Local Adaptive Grouped Regularization and its Oracle Properties for Varying Coefficient Regression
Wesley Brooks, Jun Zhu, Zudi Lu

TL;DR
This paper introduces a novel local adaptive grouped regularization (LAGR) method for spatially varying coefficient regression, enabling local variable selection and coefficient estimation with proven oracle properties.
Contribution
The paper proposes the LAGR method for local variable selection in spatially varying coefficient models, with theoretical oracle properties and practical validation.
Findings
LAGR effectively selects relevant covariates at each spatial point.
The method demonstrates strong finite sample performance in simulations.

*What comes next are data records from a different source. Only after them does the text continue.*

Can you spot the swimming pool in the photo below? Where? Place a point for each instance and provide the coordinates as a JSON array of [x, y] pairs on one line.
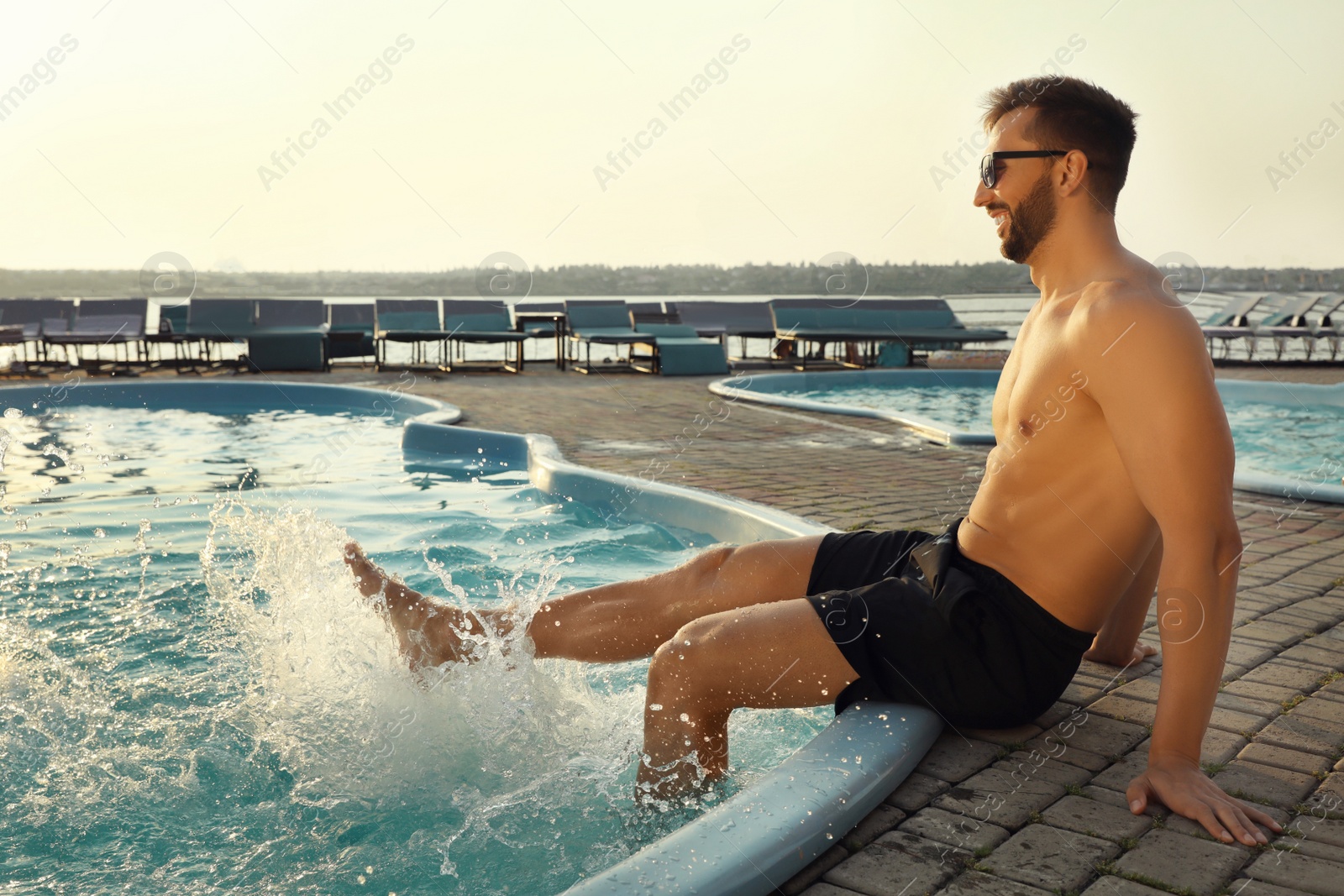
[[1289, 437], [195, 698]]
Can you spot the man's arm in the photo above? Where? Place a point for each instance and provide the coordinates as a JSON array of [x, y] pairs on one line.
[[1148, 371], [1117, 642]]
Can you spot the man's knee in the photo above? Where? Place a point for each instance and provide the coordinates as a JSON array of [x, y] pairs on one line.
[[683, 665], [707, 564]]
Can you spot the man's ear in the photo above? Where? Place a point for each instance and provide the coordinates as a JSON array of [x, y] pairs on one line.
[[1074, 172]]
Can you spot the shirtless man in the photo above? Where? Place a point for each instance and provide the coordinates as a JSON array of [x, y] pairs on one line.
[[1110, 477]]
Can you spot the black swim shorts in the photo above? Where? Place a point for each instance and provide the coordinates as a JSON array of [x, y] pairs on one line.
[[922, 624]]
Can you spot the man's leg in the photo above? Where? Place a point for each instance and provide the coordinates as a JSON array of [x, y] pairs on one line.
[[609, 624], [765, 656]]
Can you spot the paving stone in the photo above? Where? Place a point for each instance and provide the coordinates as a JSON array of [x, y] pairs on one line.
[[1314, 848], [1119, 774], [1180, 862], [1247, 654], [1073, 757], [1117, 799], [916, 792], [1315, 828], [1317, 654], [998, 797], [1299, 678], [1095, 819], [1297, 732], [1090, 732], [1054, 715], [1280, 758], [960, 832], [1221, 746], [953, 758], [974, 883], [1321, 710], [1247, 887], [1274, 633], [1299, 872], [1147, 689], [1146, 714], [875, 824], [1010, 738], [1265, 783], [1052, 859], [1112, 886], [1328, 799], [1041, 766], [819, 867], [1263, 691], [895, 862], [1126, 708]]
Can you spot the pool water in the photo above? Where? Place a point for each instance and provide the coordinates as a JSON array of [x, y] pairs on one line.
[[1299, 441], [965, 407], [194, 699]]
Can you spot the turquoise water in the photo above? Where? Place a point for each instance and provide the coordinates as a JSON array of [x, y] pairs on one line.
[[965, 407], [1299, 441], [194, 699]]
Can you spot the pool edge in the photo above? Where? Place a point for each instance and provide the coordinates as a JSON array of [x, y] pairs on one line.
[[847, 768]]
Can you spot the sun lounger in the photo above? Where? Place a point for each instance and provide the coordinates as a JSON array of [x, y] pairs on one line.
[[29, 313], [1328, 328], [723, 320], [218, 322], [288, 335], [604, 322], [1231, 322], [1289, 322], [481, 322], [862, 325], [414, 322], [349, 331], [172, 331], [648, 313], [98, 322], [676, 351]]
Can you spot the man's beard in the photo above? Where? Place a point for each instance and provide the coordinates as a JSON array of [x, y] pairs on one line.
[[1032, 222]]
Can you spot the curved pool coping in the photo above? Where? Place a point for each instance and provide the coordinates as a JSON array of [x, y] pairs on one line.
[[752, 842], [765, 389]]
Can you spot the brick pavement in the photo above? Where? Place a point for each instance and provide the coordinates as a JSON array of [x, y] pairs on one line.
[[1277, 735]]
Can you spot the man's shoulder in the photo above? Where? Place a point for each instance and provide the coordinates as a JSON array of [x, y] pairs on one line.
[[1108, 308]]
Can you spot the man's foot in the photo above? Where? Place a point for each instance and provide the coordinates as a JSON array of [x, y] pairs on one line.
[[429, 631]]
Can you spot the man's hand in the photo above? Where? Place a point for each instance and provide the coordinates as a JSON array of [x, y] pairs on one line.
[[1139, 653], [1183, 788]]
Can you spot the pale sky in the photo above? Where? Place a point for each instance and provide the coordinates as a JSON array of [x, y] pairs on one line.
[[819, 137]]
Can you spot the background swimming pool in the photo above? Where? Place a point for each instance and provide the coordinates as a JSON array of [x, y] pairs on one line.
[[194, 699], [1299, 441], [967, 407]]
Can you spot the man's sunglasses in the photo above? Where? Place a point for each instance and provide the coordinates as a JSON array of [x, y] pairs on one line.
[[988, 176]]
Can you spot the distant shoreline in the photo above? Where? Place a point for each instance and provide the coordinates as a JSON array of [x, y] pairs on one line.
[[703, 281]]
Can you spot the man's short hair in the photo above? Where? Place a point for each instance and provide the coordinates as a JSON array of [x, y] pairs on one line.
[[1074, 114]]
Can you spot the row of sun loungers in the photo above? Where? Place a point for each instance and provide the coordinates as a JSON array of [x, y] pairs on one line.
[[662, 338], [1287, 322], [674, 338]]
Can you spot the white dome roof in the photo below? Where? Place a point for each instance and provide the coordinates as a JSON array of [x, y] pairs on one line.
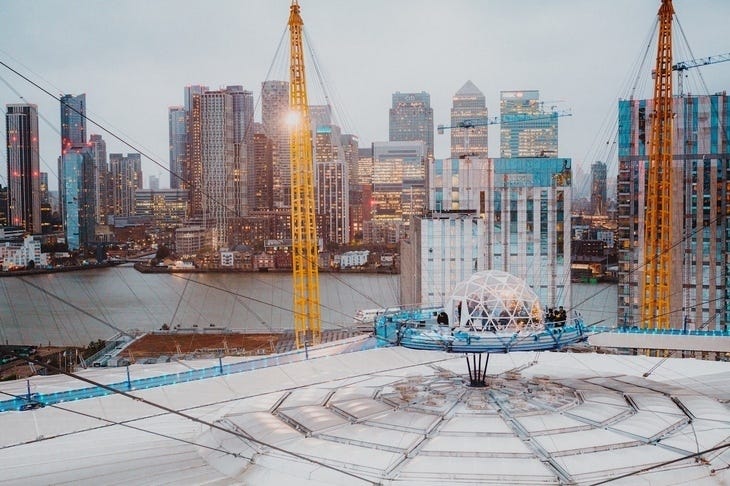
[[497, 300]]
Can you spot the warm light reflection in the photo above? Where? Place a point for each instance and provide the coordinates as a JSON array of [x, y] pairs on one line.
[[292, 118]]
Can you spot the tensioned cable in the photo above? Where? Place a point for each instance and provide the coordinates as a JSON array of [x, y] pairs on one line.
[[122, 424], [271, 304], [117, 137], [662, 464], [74, 306], [195, 419]]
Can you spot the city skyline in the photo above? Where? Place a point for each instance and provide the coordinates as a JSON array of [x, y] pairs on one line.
[[577, 52]]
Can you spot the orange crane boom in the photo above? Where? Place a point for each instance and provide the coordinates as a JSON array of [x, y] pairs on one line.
[[656, 304], [305, 274]]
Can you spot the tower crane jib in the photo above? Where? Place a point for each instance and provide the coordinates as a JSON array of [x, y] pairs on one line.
[[658, 233], [305, 274]]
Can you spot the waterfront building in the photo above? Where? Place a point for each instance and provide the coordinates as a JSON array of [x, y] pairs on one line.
[[274, 110], [599, 195], [457, 184], [448, 244], [101, 177], [165, 208], [361, 181], [331, 184], [263, 161], [517, 221], [526, 130], [46, 210], [125, 177], [399, 188], [78, 198], [411, 119], [243, 132], [352, 259], [73, 120], [191, 164], [364, 173], [22, 252], [177, 124], [701, 176], [469, 104], [220, 199], [189, 240], [350, 146], [23, 170]]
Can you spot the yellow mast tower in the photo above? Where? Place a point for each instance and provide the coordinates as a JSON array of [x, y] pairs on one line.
[[307, 326], [656, 307]]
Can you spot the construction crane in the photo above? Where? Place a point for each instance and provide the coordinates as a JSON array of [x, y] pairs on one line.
[[680, 67], [504, 120], [658, 231], [305, 274]]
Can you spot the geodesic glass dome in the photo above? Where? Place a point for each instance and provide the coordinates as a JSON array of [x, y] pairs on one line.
[[495, 301]]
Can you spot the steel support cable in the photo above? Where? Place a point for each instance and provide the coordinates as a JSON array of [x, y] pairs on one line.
[[271, 304], [332, 98], [679, 242], [74, 306], [110, 423], [662, 464], [197, 420], [42, 117], [120, 139]]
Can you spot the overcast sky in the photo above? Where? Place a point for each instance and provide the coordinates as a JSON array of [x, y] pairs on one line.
[[133, 58]]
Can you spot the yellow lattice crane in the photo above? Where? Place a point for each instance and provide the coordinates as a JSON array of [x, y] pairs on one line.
[[656, 307], [307, 326]]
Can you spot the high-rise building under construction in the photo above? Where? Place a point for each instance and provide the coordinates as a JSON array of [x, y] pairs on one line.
[[700, 239], [469, 107], [526, 130]]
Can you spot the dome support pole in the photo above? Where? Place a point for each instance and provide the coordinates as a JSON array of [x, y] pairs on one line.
[[477, 372]]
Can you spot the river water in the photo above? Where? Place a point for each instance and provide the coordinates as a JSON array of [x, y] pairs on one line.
[[78, 307]]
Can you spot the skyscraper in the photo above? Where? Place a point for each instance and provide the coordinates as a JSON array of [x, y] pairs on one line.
[[701, 177], [78, 198], [274, 108], [73, 120], [526, 130], [24, 202], [178, 142], [217, 163], [411, 119], [599, 191], [243, 131], [469, 104], [514, 216], [125, 177], [399, 188], [101, 177], [191, 165], [331, 184], [262, 169]]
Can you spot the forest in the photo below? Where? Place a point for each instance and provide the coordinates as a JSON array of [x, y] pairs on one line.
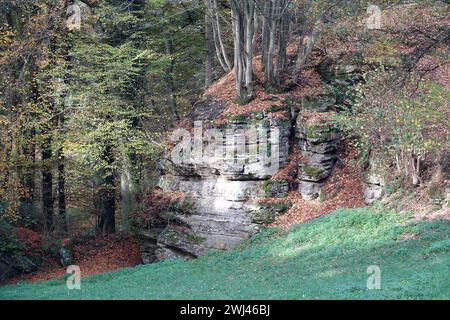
[[143, 141]]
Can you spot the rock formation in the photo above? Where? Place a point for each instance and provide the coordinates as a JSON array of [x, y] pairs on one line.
[[225, 194]]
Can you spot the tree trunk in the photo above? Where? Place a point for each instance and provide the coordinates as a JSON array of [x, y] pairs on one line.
[[47, 184], [61, 184], [105, 198], [169, 78]]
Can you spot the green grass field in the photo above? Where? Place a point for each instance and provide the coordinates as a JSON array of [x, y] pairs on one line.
[[324, 259]]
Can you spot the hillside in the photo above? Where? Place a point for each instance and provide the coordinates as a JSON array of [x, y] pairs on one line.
[[232, 149], [323, 259]]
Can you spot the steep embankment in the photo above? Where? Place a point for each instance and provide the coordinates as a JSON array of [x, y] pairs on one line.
[[321, 259], [274, 156]]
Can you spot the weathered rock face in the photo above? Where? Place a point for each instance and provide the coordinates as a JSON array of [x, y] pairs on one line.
[[374, 184], [226, 187], [223, 185], [318, 144]]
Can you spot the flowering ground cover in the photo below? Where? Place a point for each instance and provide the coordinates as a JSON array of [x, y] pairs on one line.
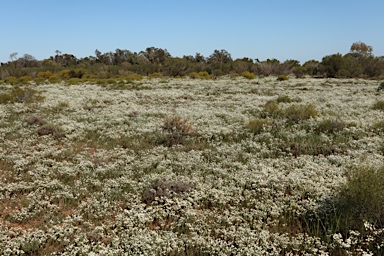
[[192, 167]]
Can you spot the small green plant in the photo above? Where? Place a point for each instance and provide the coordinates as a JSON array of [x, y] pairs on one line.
[[36, 120], [378, 105], [257, 125], [175, 130], [283, 99], [24, 80], [45, 74], [248, 75], [20, 95], [330, 126], [194, 75], [155, 75], [164, 188], [282, 78], [48, 129], [271, 109], [10, 80], [204, 75], [381, 86], [378, 126], [296, 113], [359, 200]]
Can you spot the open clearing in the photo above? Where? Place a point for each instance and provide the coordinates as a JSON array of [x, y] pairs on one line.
[[181, 166]]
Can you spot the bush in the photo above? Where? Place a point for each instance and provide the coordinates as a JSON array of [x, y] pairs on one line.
[[175, 131], [163, 188], [248, 75], [45, 74], [155, 75], [19, 95], [48, 129], [36, 120], [257, 126], [296, 113], [271, 109], [282, 78], [194, 75], [204, 75], [381, 86], [378, 126], [378, 105], [359, 200], [11, 80], [24, 79], [330, 126], [283, 99]]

Application to Boston housing data illustrates practical utility.
Abstract
Varying coefficient regression is a flexible technique for modeling data where the coefficients are functions of some effect-modifying parameter, often time or location in a certain domain. While there are a number of methods for variable selection in a varying coefficient regression model, the existing methods are mostly for global selection, which includes or excludes each covariate over the entire domain. Presented here is a new local adaptive grouped regularization (LAGR) method for local variable selection in spatially varying coefficient linear and generalized linear regression. LAGR selects the covariates that are associated with the response at any point in space, and simultaneously estimates the coefficients of those covariates by tailoring the adaptive group Lasso toward a local regression model with locally linear coefficient estimates. Oracle properties of the proposed…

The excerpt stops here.